Младенец не способен выжить самостоятельно, поэтому в разлуке с близким взрослым он ощущает свою беспомощность и бессилие. Даже кратковременное расставание с мамой или няней для малыша — колоссальный стресс.
Если негативные переживания затягиваются — разлука длится слишком долго и не появляется взрослый, способный полноценно заменить маму или любимую няню, если ситуация ухода-возвращения мамы или смены нянь повторяется снова и снова, малыш закрывается от близких отношений — его душевные ресурсы не безграничны. У ребенка возникают тяжелые состояния депрессии и госпитализма. Их симптомы напоминают сильную тоску, какая одолевает взрослого, потерявшего родного человека.
Младенец еще не может контролировать и регулировать свои эмоции, и они находят свое выражение на физическом уровне — через тело. Когда малыш радуется, его тельце раскрывается, он улыбается, оживленно двигает ручками и ножками. Когда печалится, нервничает или боится, тельце сжимается, плечики дрожат, из глаз текут слезы. Если рядом с малышом нет любящего человека, способного успокоить, утешить, вернуть состояние комфорта, если ему не хватает ласковых, теплых прикосновений, он привыкает находиться в зажатом и напряженном состоянии. Постепенно возникают зоны хронического напряжения, которые сковывают движения, блокируют эмоции, и, в конце концов, приводят к психосоматическим заболеваниям — желудочно-кишечным расстройствам, бронхиальной астме, нейродермитам и т. д.

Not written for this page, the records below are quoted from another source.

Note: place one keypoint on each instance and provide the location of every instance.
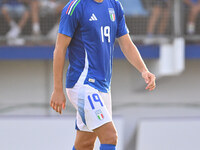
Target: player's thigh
(85, 140)
(107, 133)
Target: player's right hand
(58, 101)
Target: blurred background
(167, 34)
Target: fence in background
(145, 18)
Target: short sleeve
(69, 18)
(121, 26)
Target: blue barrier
(46, 52)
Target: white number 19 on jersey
(105, 31)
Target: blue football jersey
(93, 28)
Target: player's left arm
(133, 56)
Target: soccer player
(88, 29)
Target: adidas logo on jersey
(93, 18)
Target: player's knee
(86, 145)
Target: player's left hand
(150, 80)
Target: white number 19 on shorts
(94, 98)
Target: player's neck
(99, 1)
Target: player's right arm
(58, 99)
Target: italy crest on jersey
(112, 14)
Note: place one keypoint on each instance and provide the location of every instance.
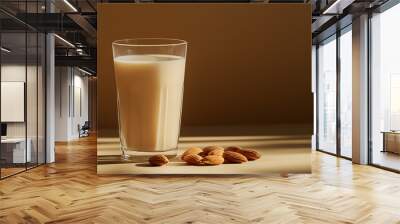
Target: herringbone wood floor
(69, 191)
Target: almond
(234, 157)
(193, 159)
(216, 152)
(233, 148)
(158, 160)
(191, 151)
(250, 154)
(208, 149)
(213, 160)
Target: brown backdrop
(246, 63)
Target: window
(327, 95)
(385, 88)
(346, 92)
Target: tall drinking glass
(149, 76)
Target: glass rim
(130, 42)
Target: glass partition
(14, 153)
(385, 89)
(22, 94)
(327, 95)
(346, 93)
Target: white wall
(69, 82)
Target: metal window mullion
(317, 96)
(338, 95)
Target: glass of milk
(149, 75)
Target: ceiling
(75, 21)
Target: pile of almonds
(211, 155)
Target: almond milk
(150, 91)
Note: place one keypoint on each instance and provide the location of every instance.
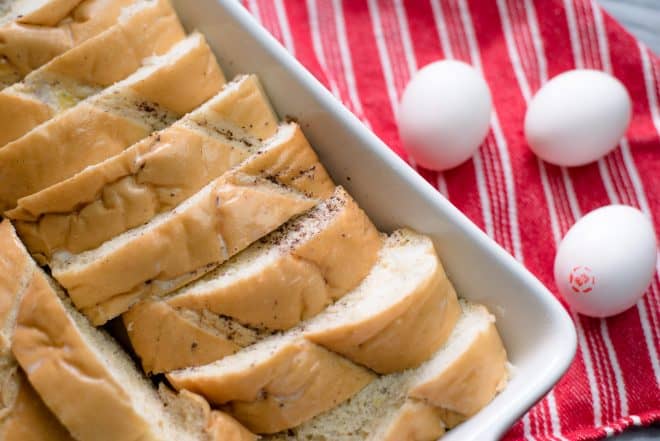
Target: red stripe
(301, 33)
(369, 75)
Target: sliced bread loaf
(35, 31)
(290, 275)
(459, 380)
(107, 123)
(85, 378)
(397, 293)
(23, 416)
(277, 383)
(280, 181)
(406, 297)
(144, 29)
(150, 177)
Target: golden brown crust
(471, 381)
(222, 427)
(26, 46)
(221, 220)
(48, 346)
(81, 71)
(382, 341)
(91, 132)
(306, 276)
(165, 339)
(30, 419)
(150, 177)
(296, 382)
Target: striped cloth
(365, 51)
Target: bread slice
(23, 416)
(282, 180)
(418, 404)
(392, 299)
(65, 357)
(290, 275)
(109, 122)
(35, 31)
(150, 177)
(277, 383)
(144, 29)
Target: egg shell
(444, 114)
(577, 117)
(606, 261)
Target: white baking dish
(539, 335)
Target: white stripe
(588, 364)
(536, 40)
(347, 61)
(499, 136)
(618, 375)
(280, 10)
(483, 194)
(513, 53)
(382, 52)
(405, 37)
(607, 181)
(527, 429)
(254, 7)
(642, 201)
(441, 28)
(555, 422)
(649, 81)
(442, 185)
(318, 46)
(572, 26)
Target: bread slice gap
(23, 416)
(277, 383)
(288, 276)
(282, 180)
(107, 123)
(406, 275)
(150, 177)
(143, 29)
(34, 32)
(459, 380)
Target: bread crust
(32, 40)
(300, 282)
(82, 71)
(224, 218)
(286, 388)
(471, 381)
(29, 419)
(97, 129)
(150, 177)
(381, 341)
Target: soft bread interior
(150, 177)
(133, 408)
(288, 276)
(375, 414)
(277, 383)
(108, 123)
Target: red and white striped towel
(365, 51)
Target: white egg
(444, 114)
(577, 117)
(606, 261)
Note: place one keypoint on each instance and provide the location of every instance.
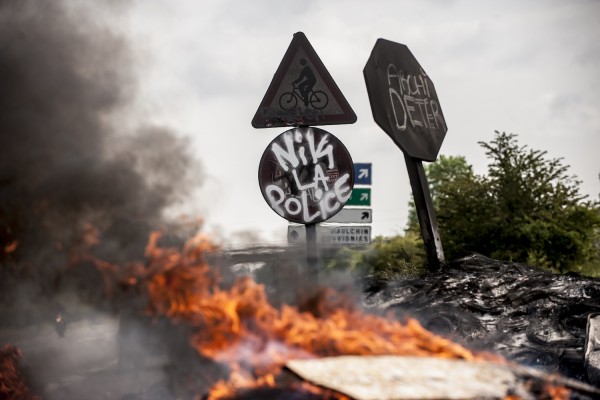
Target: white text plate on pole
(353, 215)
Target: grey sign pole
(425, 212)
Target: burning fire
(238, 326)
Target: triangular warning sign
(302, 92)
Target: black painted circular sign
(306, 175)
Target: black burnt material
(528, 315)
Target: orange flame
(239, 326)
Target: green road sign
(360, 197)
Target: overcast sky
(525, 67)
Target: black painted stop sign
(306, 175)
(404, 101)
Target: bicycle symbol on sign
(302, 89)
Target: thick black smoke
(65, 162)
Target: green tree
(526, 209)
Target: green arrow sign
(360, 197)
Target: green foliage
(526, 209)
(400, 256)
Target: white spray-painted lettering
(309, 166)
(411, 100)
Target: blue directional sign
(362, 173)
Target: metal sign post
(312, 259)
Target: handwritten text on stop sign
(293, 157)
(411, 100)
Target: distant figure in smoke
(305, 82)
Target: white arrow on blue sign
(362, 173)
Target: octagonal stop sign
(404, 101)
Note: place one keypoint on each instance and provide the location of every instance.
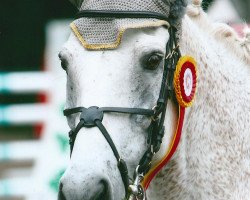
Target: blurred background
(34, 149)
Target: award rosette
(185, 79)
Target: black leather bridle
(93, 116)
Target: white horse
(213, 157)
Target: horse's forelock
(177, 10)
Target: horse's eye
(153, 61)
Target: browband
(120, 14)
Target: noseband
(92, 117)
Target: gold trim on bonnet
(120, 34)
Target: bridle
(93, 116)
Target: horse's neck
(208, 163)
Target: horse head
(125, 71)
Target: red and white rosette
(185, 79)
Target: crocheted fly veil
(106, 33)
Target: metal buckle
(136, 190)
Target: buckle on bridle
(136, 190)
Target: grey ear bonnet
(106, 33)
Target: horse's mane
(221, 32)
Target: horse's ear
(77, 3)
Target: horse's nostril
(60, 194)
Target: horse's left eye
(153, 61)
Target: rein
(93, 116)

Но симптомы госпитализма могут сохраняться и после младенческого возраста, и не только на физиологическом уровне. Ученые пришли к выводу, что все пережитое в раннем детстве, наши отношения со взрослыми, наши привязанности оказывают куда большее влияние на всю дальнейшую жизнь, чем мы можем себе представить. Раннее разлучение ребенка с матерью, недостаток искренних, теплых отношений наиболее очевидно проявляются в поведении подрастающих детей и в их отношениях с окружающими. Диагноз «нарушение привязанности» уже давно включен в Международную классификацию болезней и в последнее время стал, к сожалению, слишком распространенным.